Re: [PATCH 3/5] dmaengine: plx-dma: Introduce PLX DMA engine PCI driver skeleton

From: Logan Gunthorpe
Date: Tue Nov 12 2019 - 12:22:54 EST




On 2019-11-11 11:09 p.m., Vinod Koul wrote:
> On 11-11-19, 10:50, Logan Gunthorpe wrote:
>>
>>
>> On 2019-11-09 10:35 a.m., Vinod Koul wrote:
>>> On 22-10-19, 15:46, Logan Gunthorpe wrote:
>>>> +static irqreturn_t plx_dma_isr(int irq, void *devid)
>>>> +{
>>>> + return IRQ_HANDLED;
>>>
>>> ??
>>
>> Yes, sorry this is more of an artifact of how I chose to split the
>> patches up. The ISR is filled-in in patch 4.
>
> lets move this code in all including isr registration in patch 4 then :)

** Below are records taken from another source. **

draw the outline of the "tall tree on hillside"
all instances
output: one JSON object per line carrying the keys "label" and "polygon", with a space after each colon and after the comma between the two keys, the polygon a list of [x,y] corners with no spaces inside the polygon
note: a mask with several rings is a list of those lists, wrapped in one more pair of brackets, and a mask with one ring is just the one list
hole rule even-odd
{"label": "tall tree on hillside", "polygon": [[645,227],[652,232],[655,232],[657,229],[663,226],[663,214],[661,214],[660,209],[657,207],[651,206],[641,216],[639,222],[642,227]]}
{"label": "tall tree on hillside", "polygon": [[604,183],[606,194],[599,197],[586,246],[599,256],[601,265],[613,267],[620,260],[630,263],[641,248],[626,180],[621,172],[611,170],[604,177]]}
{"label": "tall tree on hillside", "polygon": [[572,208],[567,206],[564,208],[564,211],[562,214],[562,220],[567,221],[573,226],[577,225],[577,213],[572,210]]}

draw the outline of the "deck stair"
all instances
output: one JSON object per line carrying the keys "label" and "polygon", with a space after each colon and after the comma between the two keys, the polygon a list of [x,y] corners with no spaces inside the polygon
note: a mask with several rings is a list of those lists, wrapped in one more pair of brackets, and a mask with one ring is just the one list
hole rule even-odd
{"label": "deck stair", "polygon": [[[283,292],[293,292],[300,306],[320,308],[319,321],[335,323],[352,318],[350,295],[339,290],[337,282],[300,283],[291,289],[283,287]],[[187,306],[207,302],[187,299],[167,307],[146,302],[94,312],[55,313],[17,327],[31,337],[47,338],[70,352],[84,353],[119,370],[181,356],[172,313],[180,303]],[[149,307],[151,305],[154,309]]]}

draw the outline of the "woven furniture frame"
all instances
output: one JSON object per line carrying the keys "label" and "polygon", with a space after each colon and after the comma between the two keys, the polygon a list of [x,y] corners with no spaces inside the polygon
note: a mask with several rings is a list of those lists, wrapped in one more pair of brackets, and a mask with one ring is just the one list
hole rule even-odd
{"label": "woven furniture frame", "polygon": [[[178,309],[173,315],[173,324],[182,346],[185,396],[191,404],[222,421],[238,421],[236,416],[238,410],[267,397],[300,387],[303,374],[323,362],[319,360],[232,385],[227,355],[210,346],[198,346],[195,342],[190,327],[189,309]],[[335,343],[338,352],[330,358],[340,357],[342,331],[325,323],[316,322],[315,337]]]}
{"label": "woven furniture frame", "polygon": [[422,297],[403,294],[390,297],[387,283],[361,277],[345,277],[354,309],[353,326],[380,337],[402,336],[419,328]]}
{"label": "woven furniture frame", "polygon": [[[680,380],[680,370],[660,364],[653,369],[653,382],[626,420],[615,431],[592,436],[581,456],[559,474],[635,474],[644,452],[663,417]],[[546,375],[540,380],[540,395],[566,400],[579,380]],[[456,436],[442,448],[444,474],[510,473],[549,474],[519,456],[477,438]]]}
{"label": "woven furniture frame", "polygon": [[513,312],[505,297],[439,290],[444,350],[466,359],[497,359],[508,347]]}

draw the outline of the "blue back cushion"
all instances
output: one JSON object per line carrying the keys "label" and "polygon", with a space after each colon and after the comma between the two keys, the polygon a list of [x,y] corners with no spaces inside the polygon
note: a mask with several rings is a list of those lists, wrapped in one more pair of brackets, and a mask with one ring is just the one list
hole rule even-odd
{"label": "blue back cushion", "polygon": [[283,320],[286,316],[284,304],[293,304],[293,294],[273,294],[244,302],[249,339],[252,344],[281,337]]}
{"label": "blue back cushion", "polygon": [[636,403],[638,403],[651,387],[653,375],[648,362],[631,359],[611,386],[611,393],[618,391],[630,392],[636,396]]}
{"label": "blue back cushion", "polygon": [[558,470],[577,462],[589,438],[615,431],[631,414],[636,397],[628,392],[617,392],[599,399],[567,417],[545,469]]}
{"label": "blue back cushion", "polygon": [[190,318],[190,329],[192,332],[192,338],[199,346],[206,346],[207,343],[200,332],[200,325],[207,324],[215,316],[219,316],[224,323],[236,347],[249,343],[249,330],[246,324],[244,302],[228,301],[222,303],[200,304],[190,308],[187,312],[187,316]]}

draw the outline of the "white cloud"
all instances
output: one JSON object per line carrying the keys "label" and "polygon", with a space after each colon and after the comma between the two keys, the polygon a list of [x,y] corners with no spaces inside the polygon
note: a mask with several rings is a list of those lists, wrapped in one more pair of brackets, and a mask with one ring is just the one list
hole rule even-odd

Ok, I'll rework that for the next submission.

>>>> + */
>>>> + schedule_work(&plxdev->release_work);
>>>> +}
>>>> +
>>>> +static void plx_dma_put(struct plx_dma_dev *plxdev)
>>>> +{
>>>> + kref_put(&plxdev->ref, plx_dma_release);
>>>> +}
>>>> +
>>>> +static int plx_dma_alloc_chan_resources(struct dma_chan *chan)
>>>> +{
>>>> + struct plx_dma_dev *plxdev = chan_to_plx_dma_dev(chan);
>>>> +
>>>> + kref_get(&plxdev->ref);
>>>
>>> why do you need to do this?
>>
>> This has to do with being able to probably unbind while a channel is in
>> use. If we don't hold a reference to the struct plx_dma_dev between
>> alloc_chan_resources() and free_chan_resources() then it will panic if a
>> call back is called after plx_dma_remove(). The way I've done it, once a
>
> which callback?

Any callback that tries to obtain the free'd plx_dma_dev structure. (So
plx_dma_free_chan_resources(), plx_dma_prep_memcpy(),
plx_dma_issue_pending(), plx_dma_tx_status()).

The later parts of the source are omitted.